First of all, one can't gauge a symmetry without modifying (enriching) the field contents. Gauging a symmetry means to add a gauge field and the appropriate interactions (e.g. by covariantize all terms with derivatives, in the case of both Yang-Mills and diffeomorphism symmetries).

Global and gauge symmetries are different entities when it comes to their physical interpretations; but they're also different entities when it comes to the degree of symmetry they actually carry.

Concerning the latter difference, a symmetry is a gauge symmetry if the parameters of the transformations $\lambda$ may depend on the spacetime coordinates, $\lambda = \lambda(\vec x,t)$. If they can, they can and the theory has a gauge symmetry; if they can't, they can't and the theory has at most a global symmetry. There can't be any ambiguity here; you can't "gauge a symmetry by changing nothing at all".

Concerning the former difference, the gauge symmetries must be treated as redundancies: the physical configurations (classically) or quantum states (quantum mechanically) must be considered physically identical if they only differ by a gauge transformation. For Lie gauge symmetries, this is equivalent to saying that physical states must be annihilated by the generators of the gauge symmetries. For any local symmetry as described in the previous paragraph, one typically generates unphysical states (of negative norm etc.) and they have to be decoupled – by being classified as unphysical ones.

In the Yang-Mills case, a global symmetry may be gauged but the final spectrum should be anomaly-free because gauge anomalies are physical inconsistencies exactly because gauge symmetries are just redundancies and one isn't allowed to "break" them spontaneously because they really reduce the physical spectrum down to a consistent one. In this respect, they differ from the global symmetries that can be broken. Of course, even an anomalous global symmetry may be gauged by adding the gauge fields and other fields that are capable of canceling the gauge anomaly.

Finally, the shift invariance of the massless Dirac $\psi$ in your example physically corresponds to the possibility to add a zero-momentum, zero-energy fermion into the system. It's just a way to find a "new solution" of this theory which is possible because $\psi$ is only coupled via derivative terms. The symmetry wouldn't be a symmetry if there were a mass term.

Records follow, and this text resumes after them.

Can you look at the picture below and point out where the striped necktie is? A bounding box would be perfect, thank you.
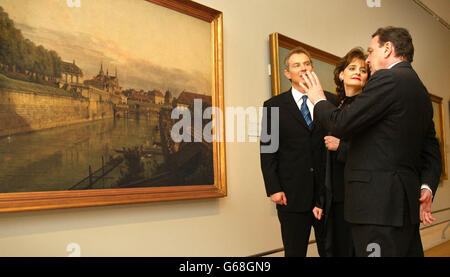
[300,95,312,130]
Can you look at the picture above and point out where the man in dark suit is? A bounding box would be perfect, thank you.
[305,27,442,256]
[261,48,337,257]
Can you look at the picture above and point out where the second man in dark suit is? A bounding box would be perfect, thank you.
[261,48,337,257]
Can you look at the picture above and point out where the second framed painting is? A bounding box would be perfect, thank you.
[0,0,227,212]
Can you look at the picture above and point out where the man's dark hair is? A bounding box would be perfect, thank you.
[372,26,414,63]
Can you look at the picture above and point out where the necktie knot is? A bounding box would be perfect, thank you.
[300,95,312,130]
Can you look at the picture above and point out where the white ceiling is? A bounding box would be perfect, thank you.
[420,0,450,24]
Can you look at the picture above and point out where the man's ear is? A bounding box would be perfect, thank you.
[283,69,291,80]
[383,41,394,58]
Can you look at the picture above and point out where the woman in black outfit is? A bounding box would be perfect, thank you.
[313,48,370,257]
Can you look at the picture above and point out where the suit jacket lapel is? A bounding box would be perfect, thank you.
[284,90,314,131]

You may easily gauge this symmetry by replacing $\psi$ with $\psi+\theta$ everywhere in the action and promoting $\theta$ to a new field – which plays a similar role as the new gauge field $A_\mu$ if you're gauging a Yang-Mills-like global symmetry. By doing so, you will have twice as many off-shell fermionic degrees of freedom but the action won't depend on one of them, $\psi+\theta$ (the opposite sign), at all. So this field will create ghostly particles that don't interact with anything else – in fact, they don't even have kinetic terms. Clearly, these dynamically undetermined quanta shouldn't be counted in a physical theory (although, in some sense, they "just" increase the degeneracy of each state of the physical fields by an infinite extra factor) so the right way to treat them, as always in gauge theories, is to require that physical states can't contain any such quanta.

This requirement effectively returns you to the original theory, just with $\psi$ renamed as $\psi+\theta$. You won't get a new interesting theory in this way and there's no reason why gauging a symmetry should always produce such an interesting new theory. The case of Yang-Mills theories or generally covariant theories is different because they are interesting: with a Lorentz-covariant field content, one may create theories with no ghosts (negative-norm states) despite the fact that they predict the existence of spin-one or spin-two particles (from the gauge field – which is the metric tensor in the spin-two case). But this is only possible because these theories are special and the action of the symmetry transformations is less trivial than in your case. "Shift" symmetries may only be gauged in a way that renames or erases whole fields so they just can't lead to interesting new possibilities.